This Tuesday, June 8, we'll be treated to a rare astronomical event: the transit of Venus. For the first time since 1882, Venus will pass directly between the Earth and the Sun. Nearly everyone on the planet will be able to see at least some part of this highly unusual sky show, as the tiny black dot of Venus slowly travels across the blazing face of the Sun. A new exhibit in Washington focuses on the history of the transit of Venus.
Even though Venus comes between the Earth and the Sun every 584 days, a transit isn't something you see every couple of years.
Ronald Brashear, the curator of a new exhibit called "Chasing Venus" at the Smithsonian Institution, said, "Because Venus' orbit is slightly tilted, it actually most of the time will pass either above or below the sun, from where we're situated. So it's just these rare occasions where it actually crosses the face of the Sun."
Ronald Brashear said through books and artifacts, it documents efforts by astronomers in the past to observe the transit of Venus.
As we toured the exhibit, he filled me in on the history of transit observations. The first people known to have seen the transit of Venus were a self-taught English mathematician named Jeremiah Horricks, who predicted the 1639 transit, and a friend of his, William Crabtree. Famed astronomer Johannes Kepler had predicted one eight years earlier, but his calculations were off a bit.
Venus transits come in pairs, about eight years apart, and the pairs are separated by a little more than a century. In the 18th and 19th centuries, the transit of Venus captured the imagination of a world that was learning about its place in the cosmos. Astronomers were beginning to sort out the objects in the solar system, but Ronald Brashear says they had no way of determining distances in space.
Ronald Brashear said, "The discovery in the 18th century that you really could effectively use this to measure the Earth-Sun distance propelled it into a major astronomical event. Because at that time nobody really knew the absolute distances of anything in the heavens. So for the first time, there was a promise of actually knowing how far away something was in the universe. And so, we really went into a great paroxysm of excitement with astronomy."
And the astronomical Unit, AU, the distance between earth and the sun, that's the key to a lot of other measurements? "Yeah, in some ways some people have called it the Holy Grail of astronomy in that a lot of distances in the solar system and the nearby area are expressed in terms of the Earth-Sun distance."
To compute that critical Earth-Sun distance, astronomers needed to have at least two sets of observations from widely-separated places on Earth, so expeditions were sent out, including one headed by famed English explorer, Captain James Cook, whose journals are in the Smithsonian exhibit.

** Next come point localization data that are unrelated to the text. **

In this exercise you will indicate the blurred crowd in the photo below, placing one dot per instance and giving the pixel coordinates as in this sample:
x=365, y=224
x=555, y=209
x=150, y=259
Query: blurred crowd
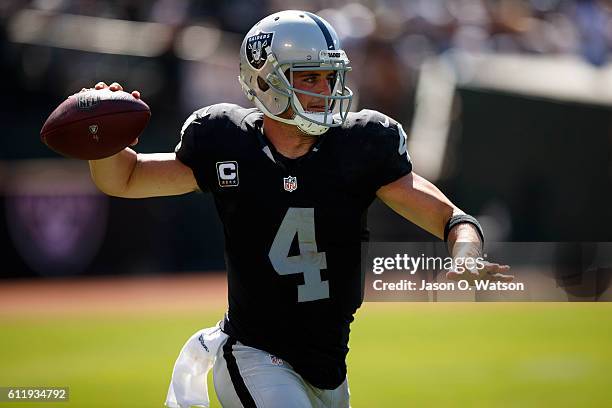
x=197, y=53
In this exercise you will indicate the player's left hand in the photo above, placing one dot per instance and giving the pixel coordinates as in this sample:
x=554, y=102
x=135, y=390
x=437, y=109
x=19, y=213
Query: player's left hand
x=489, y=271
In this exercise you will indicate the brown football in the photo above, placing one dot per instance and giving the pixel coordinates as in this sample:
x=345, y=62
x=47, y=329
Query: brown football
x=95, y=124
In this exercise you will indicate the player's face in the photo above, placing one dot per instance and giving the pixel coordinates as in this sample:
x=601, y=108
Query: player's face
x=319, y=82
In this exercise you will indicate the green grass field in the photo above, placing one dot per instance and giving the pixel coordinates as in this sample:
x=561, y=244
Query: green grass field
x=402, y=355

Mr. Brashear said, "Most people don't realize that Captain Cook's first voyage in 1769 was really designed to observe the transit of Venus from Tahiti. That was just a small moment in the expedition, and a number of other scientists, astronomers, botanists, went along as well to take specimens, do some other scientific work. That's what it's really known for. Many people have forgotten it really went out to observe the transit of Venus."
In fact, the place where Cook set up his instruments is still known as Point Venus. Mr. Brashear describes the 18th century transits as… "…the golden age of the transit of Venus. You have the potential there; people didn't realize the pitfalls yet, so it was a great time of excitement."
Fast-forward to the 19th century transits - in 1874 and 1882 - which gave astronomers a new tool to use, photography. But the technology was still in its infancy and couldn't overcome the limitations of an optical problem called the "black drop effect," which made it hard to determine exactly when Venus crossed the edge of the Sun. That moment was key to the calculation of the Astronomical Unit.
"So, it really didn't work out as the great tool make the transit observations any better, and as a matter of fact by this time there were other methods that had been devised since [the last transit in] the 1760s that had greater promise for determining the distance from the Earth to the Sun," Mr. Brashear added.
The Astronomical Unit, by the way, is about 150 million kilometers. Tuesday's transit will last about six hours, starting just after five hours Universal Time. Times will vary slightly, depending on where you are. If you decide to watch it yourself, please don't look directly into the sun. It could permanently blind you. If you have any doubts, check with an expert. After Tuesday's event, the next transit of Venus will be on June 6th, 2012.